The Plain-Files Revival: Why People Are Walking Back to a Folder of Markdown They Can Read Without the App
People are quietly walking back to a folder of plain Markdown files they can read without any app. The pull is not a better feature. It is the opposite — fewer plugins, no sync to depend on, no company to outlive, a format you can open with anything. They are fleeing dependence, and the file is the exit.
The clearest recent signal landed in May 2026, when a minimalist Markdown app called Files.md reached the front page of Hacker News under the title "Show HN: Files.md – Open-source alternative to Obsidian," collecting 730 points and 356 comments.1 It was not the first. The same instinct has been surfacing for years.
What most people think the revival is about
Most readers assume people leave a note app because a rival app is better — slicker, faster, smarter. So the internet answers with a listicle: the ten best alternatives, ranked. That framing treats the move as shopping, and it misreads what is happening. The people walking back are not upgrading. They are subtracting.
It is a cousin of the backlash where people are deleting their second brains — but this move is about the container, not the contents.
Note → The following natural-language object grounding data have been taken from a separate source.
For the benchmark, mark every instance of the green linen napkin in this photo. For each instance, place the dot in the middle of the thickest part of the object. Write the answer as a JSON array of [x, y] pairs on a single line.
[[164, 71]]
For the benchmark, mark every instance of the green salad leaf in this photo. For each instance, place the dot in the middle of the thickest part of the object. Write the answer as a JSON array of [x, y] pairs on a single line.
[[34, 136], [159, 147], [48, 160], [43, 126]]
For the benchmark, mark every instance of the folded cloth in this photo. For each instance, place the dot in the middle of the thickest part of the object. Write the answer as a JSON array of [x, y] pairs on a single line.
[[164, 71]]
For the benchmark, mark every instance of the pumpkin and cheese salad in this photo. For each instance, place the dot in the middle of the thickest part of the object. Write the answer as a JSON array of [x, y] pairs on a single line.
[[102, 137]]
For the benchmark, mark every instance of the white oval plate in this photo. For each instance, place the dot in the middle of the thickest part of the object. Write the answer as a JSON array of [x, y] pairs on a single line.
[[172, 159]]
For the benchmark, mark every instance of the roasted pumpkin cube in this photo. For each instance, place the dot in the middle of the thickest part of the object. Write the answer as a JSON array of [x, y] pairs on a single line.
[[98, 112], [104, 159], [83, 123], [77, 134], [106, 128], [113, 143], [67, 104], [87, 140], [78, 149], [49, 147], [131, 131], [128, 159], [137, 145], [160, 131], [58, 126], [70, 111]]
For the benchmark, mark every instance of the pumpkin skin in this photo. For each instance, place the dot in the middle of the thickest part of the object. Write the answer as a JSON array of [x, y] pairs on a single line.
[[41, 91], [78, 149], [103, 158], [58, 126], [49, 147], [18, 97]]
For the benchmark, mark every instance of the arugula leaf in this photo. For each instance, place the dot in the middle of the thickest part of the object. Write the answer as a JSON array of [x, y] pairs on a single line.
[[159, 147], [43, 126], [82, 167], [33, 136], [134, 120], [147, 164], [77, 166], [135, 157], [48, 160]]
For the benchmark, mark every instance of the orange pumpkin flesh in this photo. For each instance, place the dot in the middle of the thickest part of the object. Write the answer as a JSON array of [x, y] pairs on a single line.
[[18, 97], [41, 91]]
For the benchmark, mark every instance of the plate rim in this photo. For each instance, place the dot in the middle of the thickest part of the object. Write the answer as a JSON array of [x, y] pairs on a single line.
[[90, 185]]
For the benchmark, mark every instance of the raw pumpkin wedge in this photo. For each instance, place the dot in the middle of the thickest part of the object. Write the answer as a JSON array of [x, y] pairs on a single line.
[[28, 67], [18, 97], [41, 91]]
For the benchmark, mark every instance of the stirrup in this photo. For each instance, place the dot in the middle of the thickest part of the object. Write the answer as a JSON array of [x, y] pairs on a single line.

The Files.md author makes the subtraction explicit. The whole project is small on purpose: "Extremely simple code. One person or an LLM can fit the whole project in head."2 It ships without the usual machinery — "Portable, no build systems, no Electron, just open web/index.html" — and it stays on your machine: "Local-first, files don't leave your device."3 None of that is a new feature. It is the deliberate absence of one.
The pattern is also not a single week's noise. Two earlier Hacker News threads carried the same instinct in 2025: "Ditching Obsidian and building my own" drew 471 points and 559 comments,4 and "Obsidian is now free for work" drew 282.5 One fresh signal plus a year-running undertow is a slow tide, not a spike.
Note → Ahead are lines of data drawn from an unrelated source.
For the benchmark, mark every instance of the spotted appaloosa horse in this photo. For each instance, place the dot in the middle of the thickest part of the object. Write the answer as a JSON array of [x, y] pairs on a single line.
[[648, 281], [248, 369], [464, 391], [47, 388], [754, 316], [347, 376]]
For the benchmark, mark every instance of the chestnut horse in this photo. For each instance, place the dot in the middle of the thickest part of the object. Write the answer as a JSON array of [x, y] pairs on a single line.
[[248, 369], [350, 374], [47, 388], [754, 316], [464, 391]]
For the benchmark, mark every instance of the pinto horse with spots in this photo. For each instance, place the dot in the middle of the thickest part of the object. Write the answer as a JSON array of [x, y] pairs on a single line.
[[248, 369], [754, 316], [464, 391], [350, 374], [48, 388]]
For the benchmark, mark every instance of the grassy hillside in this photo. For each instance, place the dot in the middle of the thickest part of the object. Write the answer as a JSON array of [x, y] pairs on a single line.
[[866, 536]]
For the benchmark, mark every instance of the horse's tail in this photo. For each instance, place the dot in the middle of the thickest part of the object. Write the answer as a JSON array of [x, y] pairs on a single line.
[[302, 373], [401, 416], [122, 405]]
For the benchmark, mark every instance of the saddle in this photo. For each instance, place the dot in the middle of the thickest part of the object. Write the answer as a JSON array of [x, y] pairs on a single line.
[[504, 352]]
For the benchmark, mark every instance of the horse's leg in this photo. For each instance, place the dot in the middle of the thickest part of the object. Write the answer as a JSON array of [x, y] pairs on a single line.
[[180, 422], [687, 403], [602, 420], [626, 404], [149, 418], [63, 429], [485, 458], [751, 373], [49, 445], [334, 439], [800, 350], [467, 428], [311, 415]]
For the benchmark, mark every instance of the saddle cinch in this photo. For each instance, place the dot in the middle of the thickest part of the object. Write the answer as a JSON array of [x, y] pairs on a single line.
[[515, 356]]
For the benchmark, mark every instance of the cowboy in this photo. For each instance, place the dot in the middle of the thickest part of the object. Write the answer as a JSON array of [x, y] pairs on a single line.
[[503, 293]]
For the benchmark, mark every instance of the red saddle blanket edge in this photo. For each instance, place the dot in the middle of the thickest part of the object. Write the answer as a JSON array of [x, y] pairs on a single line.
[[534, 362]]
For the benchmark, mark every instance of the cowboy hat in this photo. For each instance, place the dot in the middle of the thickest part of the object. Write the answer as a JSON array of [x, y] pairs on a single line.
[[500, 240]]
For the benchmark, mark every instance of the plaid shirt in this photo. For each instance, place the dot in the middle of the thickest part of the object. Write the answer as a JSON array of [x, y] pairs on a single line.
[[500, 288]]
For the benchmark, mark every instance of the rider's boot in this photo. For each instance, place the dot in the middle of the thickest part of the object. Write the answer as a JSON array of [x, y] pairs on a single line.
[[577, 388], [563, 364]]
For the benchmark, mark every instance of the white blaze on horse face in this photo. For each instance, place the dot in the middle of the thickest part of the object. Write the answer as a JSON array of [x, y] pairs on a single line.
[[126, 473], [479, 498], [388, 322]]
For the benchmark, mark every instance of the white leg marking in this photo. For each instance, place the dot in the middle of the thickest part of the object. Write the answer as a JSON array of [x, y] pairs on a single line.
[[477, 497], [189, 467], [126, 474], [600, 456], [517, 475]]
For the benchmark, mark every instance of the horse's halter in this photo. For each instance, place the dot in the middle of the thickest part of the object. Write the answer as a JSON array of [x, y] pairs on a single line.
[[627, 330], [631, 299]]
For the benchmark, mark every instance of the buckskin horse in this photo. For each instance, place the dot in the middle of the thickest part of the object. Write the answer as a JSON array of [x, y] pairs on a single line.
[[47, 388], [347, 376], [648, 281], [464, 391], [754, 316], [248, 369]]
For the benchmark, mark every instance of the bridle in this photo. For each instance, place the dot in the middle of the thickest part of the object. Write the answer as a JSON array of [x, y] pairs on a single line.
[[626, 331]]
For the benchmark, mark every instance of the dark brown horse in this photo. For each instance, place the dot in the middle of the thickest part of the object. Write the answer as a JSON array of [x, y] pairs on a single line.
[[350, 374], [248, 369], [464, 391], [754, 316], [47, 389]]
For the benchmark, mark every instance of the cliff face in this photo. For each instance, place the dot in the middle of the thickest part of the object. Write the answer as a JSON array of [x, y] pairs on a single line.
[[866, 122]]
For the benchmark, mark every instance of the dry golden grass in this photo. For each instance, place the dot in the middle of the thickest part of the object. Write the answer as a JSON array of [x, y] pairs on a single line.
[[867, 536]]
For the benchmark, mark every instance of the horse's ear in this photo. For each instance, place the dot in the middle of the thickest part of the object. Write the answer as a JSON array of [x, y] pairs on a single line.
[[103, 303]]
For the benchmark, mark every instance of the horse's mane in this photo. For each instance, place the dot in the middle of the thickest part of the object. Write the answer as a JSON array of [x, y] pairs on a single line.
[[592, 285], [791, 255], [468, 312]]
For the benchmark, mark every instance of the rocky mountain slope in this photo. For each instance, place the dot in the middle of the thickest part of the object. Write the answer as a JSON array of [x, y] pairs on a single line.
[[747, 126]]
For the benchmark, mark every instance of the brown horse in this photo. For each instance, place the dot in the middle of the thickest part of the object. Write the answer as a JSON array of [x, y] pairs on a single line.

The thing people are actually fleeing
People are not fleeing features. They are fleeing dependence — on a plugin that breaks, a sync service that lapses, a company that pivots, and most of all a format they cannot read without the one app that wrote it. The note feels owned until the app is gone. Then it is just a file you cannot open.
Martin Kleppmann and his co-authors named this tension in 2019, in a paper whose title is the whole argument: "Local-First Software: You Own Your Data, in spite of the Cloud."6 Their thesis is a trade most note-takers have made without noticing: "the cloud gives us collaboration, but old-fashioned apps give us ownership. Can't we have the best of both worlds?"7
The revival is people refusing to keep paying ownership for convenience — the format-level edge of the broader move where software is quietly moving back to your device.
Dependence compounds quietly. Every plugin is a small bet that someone keeps maintaining it. Every proprietary store is a small bet that the company stays solvent and benign.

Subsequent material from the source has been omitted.